Brownian Motion
By Saftar Sarwar, Chief Investment Officer, Binary Capital
In 2024 we continue the consistent good work we have been doing for many years. We focus on positive return generation, at the same time aim for such returns to be consistently in the top quartile or even top decile against the peer group. Whilst we will not always achieve this, it is the focus.
Challenging markets are here, it is how we can cope with and manage such volatility that will stand us apart from the peers.
In April markets were choppy as sentiment moved from greed to fear. That index ticked up significantly in April, fear being the dominant determinant in April. Why was this? there was the digestion of news around inflation being higher for longer, a pause in interest rate expectations with even forecasts of US interest rates rising to ward off the threat of inflation up-ticking.
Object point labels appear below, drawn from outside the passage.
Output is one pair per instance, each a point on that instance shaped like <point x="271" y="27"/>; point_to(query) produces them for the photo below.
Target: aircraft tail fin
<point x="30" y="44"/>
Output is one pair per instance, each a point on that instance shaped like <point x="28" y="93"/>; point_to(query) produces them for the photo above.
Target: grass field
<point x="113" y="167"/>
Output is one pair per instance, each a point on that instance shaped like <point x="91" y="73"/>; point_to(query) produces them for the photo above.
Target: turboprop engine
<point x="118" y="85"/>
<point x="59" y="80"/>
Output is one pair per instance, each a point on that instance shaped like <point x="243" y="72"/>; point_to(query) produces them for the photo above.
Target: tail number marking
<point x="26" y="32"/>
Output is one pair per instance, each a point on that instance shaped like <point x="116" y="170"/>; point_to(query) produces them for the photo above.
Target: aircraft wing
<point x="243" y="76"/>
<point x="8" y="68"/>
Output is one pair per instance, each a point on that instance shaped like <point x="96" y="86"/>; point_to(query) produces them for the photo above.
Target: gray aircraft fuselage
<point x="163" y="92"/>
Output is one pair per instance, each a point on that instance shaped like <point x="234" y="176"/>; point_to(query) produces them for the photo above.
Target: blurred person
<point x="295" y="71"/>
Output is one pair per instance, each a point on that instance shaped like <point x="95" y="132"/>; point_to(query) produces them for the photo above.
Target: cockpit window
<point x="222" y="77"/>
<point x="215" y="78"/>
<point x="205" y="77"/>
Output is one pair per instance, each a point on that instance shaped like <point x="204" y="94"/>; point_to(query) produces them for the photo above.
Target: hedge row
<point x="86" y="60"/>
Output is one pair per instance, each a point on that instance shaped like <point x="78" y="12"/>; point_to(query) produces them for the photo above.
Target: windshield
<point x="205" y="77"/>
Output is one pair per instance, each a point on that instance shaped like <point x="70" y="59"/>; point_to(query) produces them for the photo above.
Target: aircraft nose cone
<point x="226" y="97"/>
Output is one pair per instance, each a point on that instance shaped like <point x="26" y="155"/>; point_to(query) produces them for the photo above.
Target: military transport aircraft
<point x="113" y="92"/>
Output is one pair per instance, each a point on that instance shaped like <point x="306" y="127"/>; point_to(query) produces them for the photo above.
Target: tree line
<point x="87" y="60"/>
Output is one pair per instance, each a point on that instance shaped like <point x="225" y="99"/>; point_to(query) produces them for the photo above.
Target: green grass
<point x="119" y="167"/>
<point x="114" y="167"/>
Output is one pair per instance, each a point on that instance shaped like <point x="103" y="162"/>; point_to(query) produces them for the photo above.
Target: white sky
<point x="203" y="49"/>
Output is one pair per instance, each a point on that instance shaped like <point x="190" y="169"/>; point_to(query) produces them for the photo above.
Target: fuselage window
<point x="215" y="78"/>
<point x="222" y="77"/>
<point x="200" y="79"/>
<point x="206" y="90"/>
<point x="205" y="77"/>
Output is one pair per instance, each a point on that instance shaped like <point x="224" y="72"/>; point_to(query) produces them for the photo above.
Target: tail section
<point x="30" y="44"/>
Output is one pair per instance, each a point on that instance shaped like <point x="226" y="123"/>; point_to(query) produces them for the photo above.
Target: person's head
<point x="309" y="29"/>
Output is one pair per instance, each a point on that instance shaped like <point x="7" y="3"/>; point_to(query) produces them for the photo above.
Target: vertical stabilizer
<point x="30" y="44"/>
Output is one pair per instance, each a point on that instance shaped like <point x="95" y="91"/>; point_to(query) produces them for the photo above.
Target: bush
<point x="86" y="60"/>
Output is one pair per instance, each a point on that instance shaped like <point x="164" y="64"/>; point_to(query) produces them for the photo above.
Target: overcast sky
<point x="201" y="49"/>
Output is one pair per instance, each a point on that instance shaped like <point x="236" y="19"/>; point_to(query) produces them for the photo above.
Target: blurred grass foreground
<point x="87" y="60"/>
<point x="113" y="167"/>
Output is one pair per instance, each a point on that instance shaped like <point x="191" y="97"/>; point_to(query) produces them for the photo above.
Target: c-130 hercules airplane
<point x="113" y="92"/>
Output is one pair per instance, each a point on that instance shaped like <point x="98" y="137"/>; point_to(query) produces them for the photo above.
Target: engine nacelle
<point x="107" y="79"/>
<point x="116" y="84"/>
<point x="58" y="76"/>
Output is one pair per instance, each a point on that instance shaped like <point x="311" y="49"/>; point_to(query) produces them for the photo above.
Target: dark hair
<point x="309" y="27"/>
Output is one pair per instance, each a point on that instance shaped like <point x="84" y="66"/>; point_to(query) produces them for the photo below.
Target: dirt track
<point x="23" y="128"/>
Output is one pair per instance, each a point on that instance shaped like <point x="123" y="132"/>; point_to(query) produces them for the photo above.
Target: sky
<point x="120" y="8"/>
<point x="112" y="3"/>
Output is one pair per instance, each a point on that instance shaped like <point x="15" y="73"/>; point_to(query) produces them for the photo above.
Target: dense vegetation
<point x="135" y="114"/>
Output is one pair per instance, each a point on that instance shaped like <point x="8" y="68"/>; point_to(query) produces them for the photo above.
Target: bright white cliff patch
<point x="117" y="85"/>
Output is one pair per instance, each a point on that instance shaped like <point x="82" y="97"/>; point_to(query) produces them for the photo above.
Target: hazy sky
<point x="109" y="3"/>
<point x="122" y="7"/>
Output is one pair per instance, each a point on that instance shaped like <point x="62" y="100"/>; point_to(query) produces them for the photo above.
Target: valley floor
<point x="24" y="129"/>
Corporate valuations in the US are optimistic at times, and whilst earnings data in April have generally been positive the stockmarket has punished any sense of an earnings slowdown. Global economic growth remains steady – with the US and China dominant there. So far, the US economy has done remarkably well to navigate interest rates, inflation without any significant economic challenge. It remains to be seen if that occurs later this year.
In most of our thinking we focus on a crucial skill of investing, resilience. Being resilient when others are not, being resilient when emotional levels run high, being resilient when there are market stress levels. Overall having a resilient mindset. This seems a steady state that many investors should adopt, in reality it is very hard to do. If that focus on being resilient can be incorporated well in an investment philosophy and strategy, then it is a massive competitive advantage against the peer group and against the markets.
By being focused, long-term investors and avoiding day to day market noise genuinely does set us apart from our competitors and is a deep deep advantage when it comes to consistency of investment performance.
Overall, In Q1 many of our investment strategies were in the top decile of the peer group. According to Morningstar we had one of the best performing strategies in Q1 – with a return of +8%. As noted, we do not expect markets to move in smooth directions, there is risk, there is volatility. That is one of the reasons we have an allocation of alternatives or absolute returns in many of our strategies: to work in such pressure scenarios, see it as a hedge to our ‘long equity positions’.
From a forward-looking perspective being more cautious when others are too exuberant is not a bad thing. We are closely looking at our alternatives allocation, and may add in the coming months. We are trying to understand if such change (in investment markets) is transitory or something more permanent. It is all about selecting from the 1,000s of funds out there to a select few that will work in isolation, as well as in combination together. Being super fund selective, as investment selection is so important in decision making, and then investment performance.
Whilst resilience is needed now, so it the ability to be flexible to a changing environment and seek returns were returns can be delivered. Nothing is constant, so be adaptable to change.
As a priority optimism of thinking is ever present in our investment mindset. We just need to navigate the difficulties to get there and focus on that, and not get distracted at different Brownian motion trends (randomness of markets, people and psychological traits) but at the same time we are aware of the world we live in, the reality of trends, so being holistically pragmatic is always important.
The opportunities to demonstrate consistency of good performance is always available to us. It is for us to go out and achieve it.